1960s | Dracula Prince of Darkness (1966)
Film 4 of 8, representing the 1960s, Hammer Horror, and Vampires
Expectations: Hammer Horror comes with a certain amount of pre conceived expectations (as it did then), those being bold colours, lavish costumes, nudity, and gore. The latter two are what’s really interesting here, because although the subject matter is a flashback to 1930s Universal Horror, the content of horror in this century is very different indeed. So I’m on the look out for those two staples of the modern horror genre, nudity and gory violence.

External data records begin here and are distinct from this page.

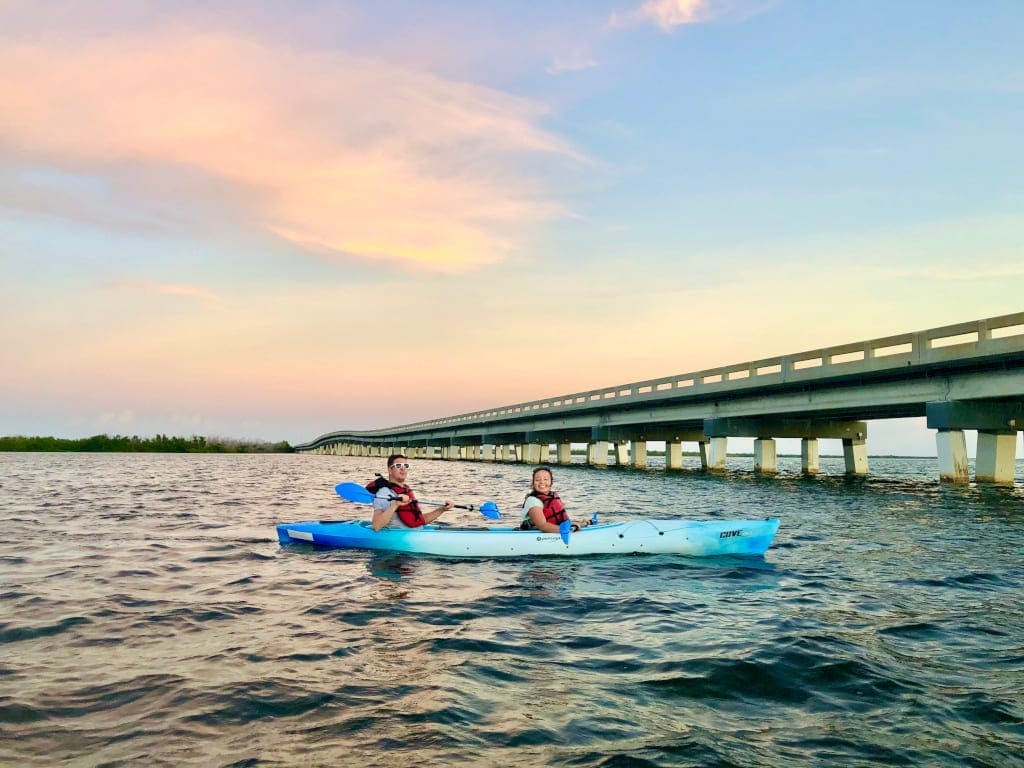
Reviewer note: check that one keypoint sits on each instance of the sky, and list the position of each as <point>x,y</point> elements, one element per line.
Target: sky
<point>268,220</point>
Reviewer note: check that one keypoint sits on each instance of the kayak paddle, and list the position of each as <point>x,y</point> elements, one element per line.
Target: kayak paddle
<point>353,492</point>
<point>563,530</point>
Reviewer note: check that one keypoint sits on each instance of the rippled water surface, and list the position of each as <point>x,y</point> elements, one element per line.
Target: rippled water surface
<point>148,616</point>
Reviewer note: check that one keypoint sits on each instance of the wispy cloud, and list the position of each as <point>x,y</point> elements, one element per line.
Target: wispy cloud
<point>571,62</point>
<point>331,152</point>
<point>178,290</point>
<point>668,14</point>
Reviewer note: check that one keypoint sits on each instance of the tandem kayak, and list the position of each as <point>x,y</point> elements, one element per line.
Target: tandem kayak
<point>693,538</point>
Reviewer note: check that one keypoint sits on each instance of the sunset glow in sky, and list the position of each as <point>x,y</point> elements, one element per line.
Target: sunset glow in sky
<point>271,220</point>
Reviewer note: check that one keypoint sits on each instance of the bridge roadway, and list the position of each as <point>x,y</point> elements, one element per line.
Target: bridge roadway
<point>968,376</point>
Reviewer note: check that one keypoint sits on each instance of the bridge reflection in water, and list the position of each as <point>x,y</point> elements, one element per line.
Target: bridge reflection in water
<point>968,376</point>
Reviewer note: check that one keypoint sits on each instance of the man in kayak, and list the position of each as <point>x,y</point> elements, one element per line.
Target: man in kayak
<point>394,504</point>
<point>543,509</point>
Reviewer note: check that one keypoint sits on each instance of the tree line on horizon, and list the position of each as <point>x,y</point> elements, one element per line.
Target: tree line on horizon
<point>160,443</point>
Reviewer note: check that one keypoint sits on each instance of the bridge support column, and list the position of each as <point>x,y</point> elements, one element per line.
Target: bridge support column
<point>765,461</point>
<point>717,451</point>
<point>704,448</point>
<point>809,463</point>
<point>531,454</point>
<point>951,449</point>
<point>855,456</point>
<point>673,455</point>
<point>996,421</point>
<point>996,457</point>
<point>622,454</point>
<point>638,449</point>
<point>564,453</point>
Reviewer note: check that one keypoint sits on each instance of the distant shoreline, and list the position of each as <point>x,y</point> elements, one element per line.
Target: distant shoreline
<point>102,443</point>
<point>200,444</point>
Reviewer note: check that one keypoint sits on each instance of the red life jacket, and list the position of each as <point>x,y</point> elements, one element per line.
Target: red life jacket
<point>554,510</point>
<point>408,513</point>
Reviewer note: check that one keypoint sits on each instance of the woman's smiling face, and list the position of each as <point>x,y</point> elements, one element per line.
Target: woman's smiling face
<point>542,481</point>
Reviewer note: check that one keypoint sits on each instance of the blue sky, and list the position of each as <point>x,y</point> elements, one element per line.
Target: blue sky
<point>214,216</point>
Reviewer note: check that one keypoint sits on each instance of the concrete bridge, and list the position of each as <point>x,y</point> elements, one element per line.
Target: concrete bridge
<point>965,377</point>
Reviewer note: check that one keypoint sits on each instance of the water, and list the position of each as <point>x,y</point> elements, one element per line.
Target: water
<point>148,616</point>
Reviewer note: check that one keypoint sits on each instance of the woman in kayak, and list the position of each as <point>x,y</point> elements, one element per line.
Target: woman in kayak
<point>543,509</point>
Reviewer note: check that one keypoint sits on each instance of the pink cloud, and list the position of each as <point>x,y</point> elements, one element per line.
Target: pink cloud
<point>334,153</point>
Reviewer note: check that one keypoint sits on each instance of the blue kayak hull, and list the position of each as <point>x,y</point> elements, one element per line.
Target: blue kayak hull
<point>692,538</point>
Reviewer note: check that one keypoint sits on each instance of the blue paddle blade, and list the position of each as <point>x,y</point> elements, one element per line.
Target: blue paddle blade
<point>563,530</point>
<point>353,492</point>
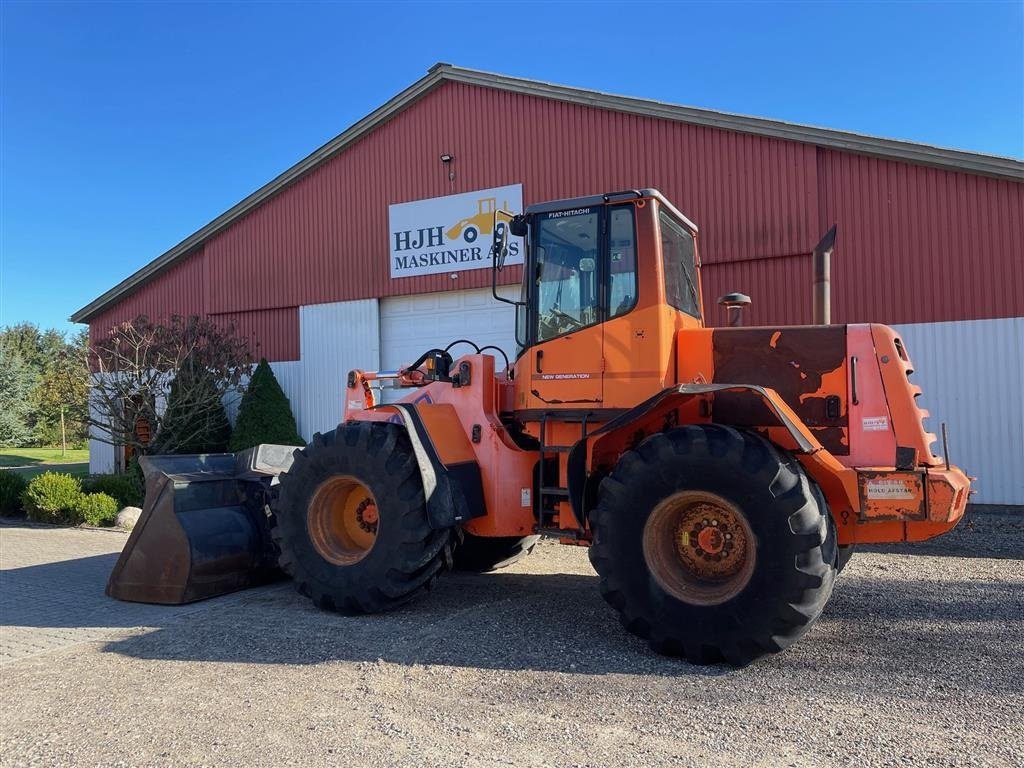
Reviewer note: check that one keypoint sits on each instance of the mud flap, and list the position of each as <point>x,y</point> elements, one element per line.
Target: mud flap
<point>205,527</point>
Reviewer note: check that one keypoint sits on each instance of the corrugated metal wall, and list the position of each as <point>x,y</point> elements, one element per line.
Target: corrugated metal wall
<point>914,244</point>
<point>972,374</point>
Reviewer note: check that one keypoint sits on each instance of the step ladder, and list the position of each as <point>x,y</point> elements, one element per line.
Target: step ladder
<point>551,493</point>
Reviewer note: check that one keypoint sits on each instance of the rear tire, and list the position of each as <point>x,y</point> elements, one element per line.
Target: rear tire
<point>351,521</point>
<point>712,545</point>
<point>481,554</point>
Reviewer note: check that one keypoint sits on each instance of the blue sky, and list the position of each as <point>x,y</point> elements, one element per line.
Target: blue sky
<point>126,127</point>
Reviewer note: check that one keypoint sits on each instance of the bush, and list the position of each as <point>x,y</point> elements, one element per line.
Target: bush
<point>265,415</point>
<point>97,509</point>
<point>12,485</point>
<point>52,497</point>
<point>126,488</point>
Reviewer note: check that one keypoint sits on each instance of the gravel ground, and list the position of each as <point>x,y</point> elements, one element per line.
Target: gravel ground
<point>916,662</point>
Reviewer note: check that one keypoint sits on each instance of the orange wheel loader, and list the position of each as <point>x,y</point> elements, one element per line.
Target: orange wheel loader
<point>720,476</point>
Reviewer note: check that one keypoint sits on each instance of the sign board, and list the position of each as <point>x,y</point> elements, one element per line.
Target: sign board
<point>451,233</point>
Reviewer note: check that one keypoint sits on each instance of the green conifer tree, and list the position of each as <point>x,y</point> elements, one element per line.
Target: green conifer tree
<point>265,415</point>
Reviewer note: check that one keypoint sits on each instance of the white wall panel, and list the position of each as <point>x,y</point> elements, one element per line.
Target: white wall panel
<point>972,374</point>
<point>289,375</point>
<point>333,339</point>
<point>100,456</point>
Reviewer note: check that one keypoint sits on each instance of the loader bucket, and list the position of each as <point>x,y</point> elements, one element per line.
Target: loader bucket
<point>205,527</point>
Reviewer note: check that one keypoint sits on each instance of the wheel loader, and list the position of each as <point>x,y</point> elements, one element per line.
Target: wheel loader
<point>720,476</point>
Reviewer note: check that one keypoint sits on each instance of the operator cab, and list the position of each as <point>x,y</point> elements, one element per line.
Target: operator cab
<point>607,282</point>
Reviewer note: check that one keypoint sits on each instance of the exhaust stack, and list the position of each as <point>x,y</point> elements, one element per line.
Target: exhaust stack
<point>734,304</point>
<point>822,279</point>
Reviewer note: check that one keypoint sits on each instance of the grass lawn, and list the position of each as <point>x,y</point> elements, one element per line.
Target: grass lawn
<point>32,462</point>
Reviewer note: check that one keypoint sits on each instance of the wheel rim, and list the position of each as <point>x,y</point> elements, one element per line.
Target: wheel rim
<point>342,520</point>
<point>699,548</point>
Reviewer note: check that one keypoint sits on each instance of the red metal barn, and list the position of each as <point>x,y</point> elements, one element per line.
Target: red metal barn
<point>929,241</point>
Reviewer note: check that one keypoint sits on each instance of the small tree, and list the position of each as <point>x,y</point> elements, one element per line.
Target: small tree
<point>61,396</point>
<point>265,414</point>
<point>16,382</point>
<point>195,421</point>
<point>134,366</point>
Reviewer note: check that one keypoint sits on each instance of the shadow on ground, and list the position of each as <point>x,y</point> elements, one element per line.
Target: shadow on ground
<point>558,623</point>
<point>885,613</point>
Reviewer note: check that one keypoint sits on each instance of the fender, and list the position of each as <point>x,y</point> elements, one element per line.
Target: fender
<point>452,481</point>
<point>596,455</point>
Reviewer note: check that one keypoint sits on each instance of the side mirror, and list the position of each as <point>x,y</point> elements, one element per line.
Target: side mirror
<point>734,304</point>
<point>500,248</point>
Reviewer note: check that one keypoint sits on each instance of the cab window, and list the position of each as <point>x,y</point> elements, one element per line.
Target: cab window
<point>680,271</point>
<point>566,255</point>
<point>622,261</point>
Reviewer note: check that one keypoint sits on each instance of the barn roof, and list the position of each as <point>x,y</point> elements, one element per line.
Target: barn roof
<point>955,160</point>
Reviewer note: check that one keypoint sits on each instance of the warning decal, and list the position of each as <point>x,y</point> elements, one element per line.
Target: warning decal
<point>889,488</point>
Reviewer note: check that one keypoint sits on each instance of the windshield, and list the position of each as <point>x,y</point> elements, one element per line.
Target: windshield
<point>566,250</point>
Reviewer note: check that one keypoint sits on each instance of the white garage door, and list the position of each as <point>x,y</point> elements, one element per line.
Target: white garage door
<point>412,325</point>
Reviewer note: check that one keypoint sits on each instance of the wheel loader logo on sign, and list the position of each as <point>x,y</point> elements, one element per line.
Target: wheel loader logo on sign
<point>451,233</point>
<point>482,223</point>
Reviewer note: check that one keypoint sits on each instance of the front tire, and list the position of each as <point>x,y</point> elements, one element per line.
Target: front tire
<point>712,545</point>
<point>351,521</point>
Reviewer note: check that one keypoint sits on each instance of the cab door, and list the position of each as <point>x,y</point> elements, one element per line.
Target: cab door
<point>565,298</point>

Reflection: ‘Dracula Prince of Darkness‘ was decent, if rather standard horror shlock from Hammer. The sight of dripping blood, rather a lot of it in places (including a strung up body drained from the throat), was a sight-for-sore-eyes for this horror fan, following the almost blood free decades that preceded the 60s. Boobs however were in short supply! It’s interesting to see the increase in body gore from 1956 to 1966. Here horror has arrived at full body impalement and the beginning of the genre’s on-screen blood lust. Hammer serves as a great example of the moment in horror history when special effects makeup artists became a vital member of the crew, not only in the Jack Pierce sense of physical makeup, but now body prosthetics and gore. These early gore pioneers would pave the way for the likes of Savini who would go on, in the 70s and 80s, to become industry names, with reputations based on blood and gore. Although all of this unashamed glorification of bright red blood wasn’t without media and public distain, movie fans, and important horror fans, were flocking to these films, ushering in a time where such body horror became acceptable and expected. Colour, of course was a key factor in this, never before had blood looked so vivid on screen, and here the film makers were making full use of it’s vibrant appearance. Although ‘Dracula Prince of Darkness’ isn’t the best example of 60s horror or Hammer horror, it was fascinating to see just how much horror had changed in a decade from the rather tamer black and white b-movies of the 50s.